CAU researchers are developing a nationally unique energy model for all residential buildings in the City of Kiel using software from the USA
In 3D models, they link the material properties of buildings with local weather data in order to represent heating requirements for room heating and hot water
A new data set helps with targeted energy distribution, shows the need for renovation and can be transferred to other municipalitie
In light of the current fears of an energy shortage in the heating sector, politics, business and society are intensively discussing the heating energy requirements and potential savings measures for industry, commerce and private households. The basis for this is a reliable database, which is precisely what researchers from Kiel University (CAU) are now working on in cooperation with the global energy company Shell. Their efforts are supported by the Climate Protection Management and the Digitalisation Unit of the City of Kiel. Together, they bring science to municipal energy planning. A new model provides spatial data and scenarios for the heating requirements of an entire city.
The Sustainable Design Lab (SDL) at the renowned Massachusetts Institute of Technology (MIT) in Boston (USA) has developed "Urban Building Energy Modeling" (UBEM) software in cooperation with Shell. The partners have now also made this tool available to Kiel-based researchers at the Competence Centre Geo-Energy (KGE) and the Chair of Landscape Ecology and Geo-Information (LGI). The cooperation and knowledge transfer was initiated by the Wissenschaftszentrum Kiel.
Models show detailed energy scenarios
In order to be able to use the software tool locally, the City of Kiel has provided the researchers with an existing digital 3D model of the city’s buildings. The researchers then linked this spatial data to high-resolution local weather data as well as typical parameters for the thermal material properties of the buildings in Schleswig-Holstein – and in particular those in Kiel – using the UBEM tool. Within six months, initially two "energy districts" were modelled and visualised in Kiel, followed by the entire monthly heating requirements for room heating and hot water of the residential buildings in the City of Kiel, which was completed after approximately one year of cooperation.
"With the software, we can combine data sets and specialist expertise that are already available at various locations in the city administration in novel ways," said Malte Schwanebeck from the KGE at Kiel University. “We thereby create a spatially and temporally very detailed overview of the current heating requirements for the supply of room heating and hot water in the residential buildings of an entire city, which previously did not exist in this form locally," continued the scientist.

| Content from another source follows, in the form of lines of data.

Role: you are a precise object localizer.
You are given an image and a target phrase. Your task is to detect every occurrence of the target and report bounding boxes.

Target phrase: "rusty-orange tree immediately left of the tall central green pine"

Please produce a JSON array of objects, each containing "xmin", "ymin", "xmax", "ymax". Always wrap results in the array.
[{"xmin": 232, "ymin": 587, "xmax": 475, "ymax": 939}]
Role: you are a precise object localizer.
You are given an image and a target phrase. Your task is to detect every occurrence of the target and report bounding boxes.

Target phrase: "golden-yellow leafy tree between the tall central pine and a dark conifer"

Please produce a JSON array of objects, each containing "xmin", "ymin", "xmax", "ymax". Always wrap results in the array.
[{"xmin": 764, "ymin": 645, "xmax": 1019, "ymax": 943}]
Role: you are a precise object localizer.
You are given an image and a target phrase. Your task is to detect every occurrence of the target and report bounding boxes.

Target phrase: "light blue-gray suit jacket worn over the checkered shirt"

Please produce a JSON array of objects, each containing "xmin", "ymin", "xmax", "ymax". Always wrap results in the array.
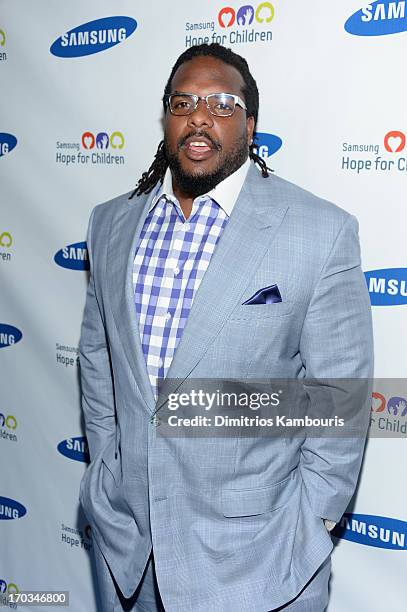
[{"xmin": 80, "ymin": 164, "xmax": 372, "ymax": 612}]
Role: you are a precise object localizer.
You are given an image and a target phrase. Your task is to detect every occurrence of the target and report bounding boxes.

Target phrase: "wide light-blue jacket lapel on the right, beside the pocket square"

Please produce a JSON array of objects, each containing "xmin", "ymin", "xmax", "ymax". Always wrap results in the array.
[{"xmin": 155, "ymin": 164, "xmax": 288, "ymax": 411}]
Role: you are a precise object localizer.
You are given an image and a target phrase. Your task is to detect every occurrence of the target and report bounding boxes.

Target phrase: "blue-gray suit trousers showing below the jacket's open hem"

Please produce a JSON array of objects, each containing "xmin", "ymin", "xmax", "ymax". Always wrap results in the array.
[{"xmin": 93, "ymin": 544, "xmax": 331, "ymax": 612}]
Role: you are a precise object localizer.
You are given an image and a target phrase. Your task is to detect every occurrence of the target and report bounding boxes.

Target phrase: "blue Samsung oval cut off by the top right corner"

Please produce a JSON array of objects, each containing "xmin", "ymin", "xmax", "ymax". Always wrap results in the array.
[{"xmin": 345, "ymin": 0, "xmax": 407, "ymax": 36}]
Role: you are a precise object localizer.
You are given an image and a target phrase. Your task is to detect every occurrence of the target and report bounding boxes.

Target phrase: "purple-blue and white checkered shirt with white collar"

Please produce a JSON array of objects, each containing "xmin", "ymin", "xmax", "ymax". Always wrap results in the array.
[{"xmin": 133, "ymin": 160, "xmax": 250, "ymax": 399}]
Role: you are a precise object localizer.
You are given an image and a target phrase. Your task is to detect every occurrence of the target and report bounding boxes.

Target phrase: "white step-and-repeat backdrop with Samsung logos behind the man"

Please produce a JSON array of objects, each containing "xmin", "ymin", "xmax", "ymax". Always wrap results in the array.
[{"xmin": 0, "ymin": 0, "xmax": 407, "ymax": 612}]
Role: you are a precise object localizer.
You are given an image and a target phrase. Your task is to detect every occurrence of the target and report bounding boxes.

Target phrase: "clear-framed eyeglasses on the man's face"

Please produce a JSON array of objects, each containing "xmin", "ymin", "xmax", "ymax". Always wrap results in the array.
[{"xmin": 163, "ymin": 93, "xmax": 247, "ymax": 117}]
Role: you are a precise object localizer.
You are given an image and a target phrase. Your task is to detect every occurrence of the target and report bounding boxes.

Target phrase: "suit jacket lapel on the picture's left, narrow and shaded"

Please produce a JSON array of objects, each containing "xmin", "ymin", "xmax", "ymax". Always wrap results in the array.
[{"xmin": 107, "ymin": 190, "xmax": 155, "ymax": 412}]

Various scenarios can now be simulated
Jens-Peter Koopmann, Climate Protection Coordinator of the City of Kiel, added: “Whilst the energy transition is already making progress in the electricity sector, the heating sector is still lagging behind. This sector accounts for a large proportion of energy consumption, and thus also of CO2 emissions. The City of Kiel is therefore developing district concepts that combine efficient and climate-friendly heating supply with energy-efficient renovation measures. The experience gained from the districts should help to develop a heating plan for the entire city. On the one hand, it illustrates the current and forecast heating requirements and heating supply structures, and on the other hand, it shows additional potential for sustainable heating supply and for renovation measures."
Benjamin Ditel, Data & Tech Enabler of the City of Kiel, emphasised: “Based on a digital twin of a city or a region, we can apply 'what-if' scenarios. This allows us to simulate possible effects by making small adjustments to the parameters. Measures can thus be derived in a more targeted manner."
Scientists see the Kiel model as a flagship project
"The Wissenschaftszentrum stands for innovation, sustainability and networking. I am therefore delighted that we have been able to bring together so many stakeholders in Kiel to utilise the UBEM tool in an exemplary project," said the Scientific Managing Director of the Wissenschaftszentrum, Dr Wiebke Müller-Lupp. “And of course, we also hope that the data collected will enable us to better assess the energy consumption of the City of Kiel in the long term and thus make a contribution to curbing the current energy crisis."
Prof. Andreas Dahmke, head and spokesperson of the KGE, sees the utilisation of the UBEM tool in Kiel as a flagship project: “It would be in our interests that the methodology could also be made available to other large cities, municipalities or small local authorities, because so far they do not have such an indispensable database for an effective heating energy transition. Especially in the context of climate change adaptation, such a database is important for simulating potential alternative weather and/or climatic conditions in order to test ideas for the thermal renovation requirements of a city."